After restarting with debug mode, it almost immediately hangs:

[2023-07-25 14:34:13][922565][DEBUG] finished initializing
[2023-07-25 14:34:15][922565][DEBUG] registered neb callbacks
[2023-07-25 14:34:15][922565][DEBUG] started result_worker thread for queue: check_results
<..repeat..>
[2023-07-25 14:34:20][922565][INFO ] add_job_to_queue() retrying... 0
[2023-07-25 14:34:25][922565][ERROR] sending job to gearmand failed: gearman_wait(GEARMAN_TIMEOUT) timeout reached, 1 servers were poll(), no servers were available, pipe:false -> libgearman/universal.cc:346: pid(922565)
[2023-07-25 14:34:25][922565][ERROR] failed to send host check to gearmand
[2023-07-25 14:34:31][922565][ERROR] worker error: flush(GEARMAN_COULD_NOT_CONNECT) Connection to <edit>:4730 failed -> libgearman/connection.cc:724: pid(922565)
[2023-07-25 14:34:31][922565][ERROR] worker error: flush(GEARMAN_COULD_NOT_CONNECT) Connection to <edit>:4730 failed -> libgearman/connection.cc:724: pid(922565)
<.. repeating ..>
[2023-07-25 14:35:03][922565][ERROR] worker error: flush(GEARMAN_COULD_NOT_CONNECT) Connection to <edit>:4730 failed -> libgearman/connection.cc:724: pid(922565)
[2023-07-25 14:35:03][922565][ERROR] worker error: flush(GEARMAN_COULD_NOT_CONNECT) Connection to <edit>:4730 failed -> libgearman/connection.cc:724: pid(922565)
[2023-07-25 14:35:04][922565][DEBUG] started result_worker thread for queue: check_results
[2023-07-25 14:35:04][922565][DEBUG] started result_worker thread for queue: check_results
[2023-07-25 14:35:04][922565][DEBUG] started result_worker thread for queue: check_results
<..repeat..>
(50 result workers)

It repeats until it starts accepting jobs again, then after some time it hangs again. And usually workers on worker nodes get vanished after they can't establish connection to gearmanD for some time. Is it possible that gearmanD has some max connection it can accept ? (I have 27 nodes connecting to gearmand, configured each with 50-100 workers, the check count is 6k~ hosts/ 80k~ services, the instability starts happening around 500 job/s submission rate and around 15k checks waiting in queue, the most stable is when there is 150job/s and almost no jobs waiting in queue).

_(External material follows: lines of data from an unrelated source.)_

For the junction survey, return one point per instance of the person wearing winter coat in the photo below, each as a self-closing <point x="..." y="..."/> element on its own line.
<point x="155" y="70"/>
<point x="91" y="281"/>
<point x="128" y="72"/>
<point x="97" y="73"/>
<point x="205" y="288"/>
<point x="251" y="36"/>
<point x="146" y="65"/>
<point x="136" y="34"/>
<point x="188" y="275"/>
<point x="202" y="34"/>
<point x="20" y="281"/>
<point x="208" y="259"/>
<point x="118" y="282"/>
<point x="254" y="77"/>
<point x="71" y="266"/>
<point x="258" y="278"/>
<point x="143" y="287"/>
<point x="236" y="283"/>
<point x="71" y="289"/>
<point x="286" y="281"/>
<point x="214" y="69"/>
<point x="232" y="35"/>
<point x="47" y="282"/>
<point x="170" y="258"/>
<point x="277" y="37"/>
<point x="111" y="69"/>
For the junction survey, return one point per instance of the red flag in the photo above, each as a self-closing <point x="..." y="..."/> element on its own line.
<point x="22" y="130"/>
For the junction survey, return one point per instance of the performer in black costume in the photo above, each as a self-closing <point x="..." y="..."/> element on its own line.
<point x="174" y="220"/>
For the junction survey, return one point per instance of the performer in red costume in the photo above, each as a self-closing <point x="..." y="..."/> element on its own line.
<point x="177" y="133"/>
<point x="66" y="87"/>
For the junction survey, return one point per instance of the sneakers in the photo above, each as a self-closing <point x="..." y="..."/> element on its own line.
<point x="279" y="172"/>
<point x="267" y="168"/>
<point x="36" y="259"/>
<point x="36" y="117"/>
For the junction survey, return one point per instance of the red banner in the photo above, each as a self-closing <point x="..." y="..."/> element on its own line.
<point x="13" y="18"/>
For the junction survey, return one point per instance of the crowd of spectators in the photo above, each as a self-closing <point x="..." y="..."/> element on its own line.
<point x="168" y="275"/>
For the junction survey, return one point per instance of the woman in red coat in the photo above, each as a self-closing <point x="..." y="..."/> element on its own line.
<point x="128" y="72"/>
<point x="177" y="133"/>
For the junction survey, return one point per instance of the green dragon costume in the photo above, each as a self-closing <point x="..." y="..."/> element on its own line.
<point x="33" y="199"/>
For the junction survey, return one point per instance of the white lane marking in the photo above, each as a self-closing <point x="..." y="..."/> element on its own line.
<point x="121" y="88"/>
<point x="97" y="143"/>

When it hangs and is being restarted, the job/s may be very low it won't make itself stable for some time (until restarted few more times together with naemon), thus in logs here you won't see big numbers.

sni commented 1 year ago

from this description this could be either some firewall issues or the gearmand hits the number of open files or something like that.

dvnscr commented 1 year ago

Unfortunately it is not so easy. If there would a firewall problem then local gearman worker wouldn't have problems connecting. By stracing gearmand process itself when it hangs there are lots of Timeouts happening to itself. For now it stabilized and running smoothly for an hour. I have changed --threads from 0 to - -thread=10 (0 - used two threads, which may have caused the bottleneck, but too early to tell)

dvnscr commented 1 year ago

Workers are still vanishing, but at much slower rate. Logs are empty. Gearmand is still running after increase of the threads.

dvnscr commented 1 year ago

Workers are still vanishing rarely, but gearmand is running very stable, without hanging and crashing for almost a month after --thread count increase to 10.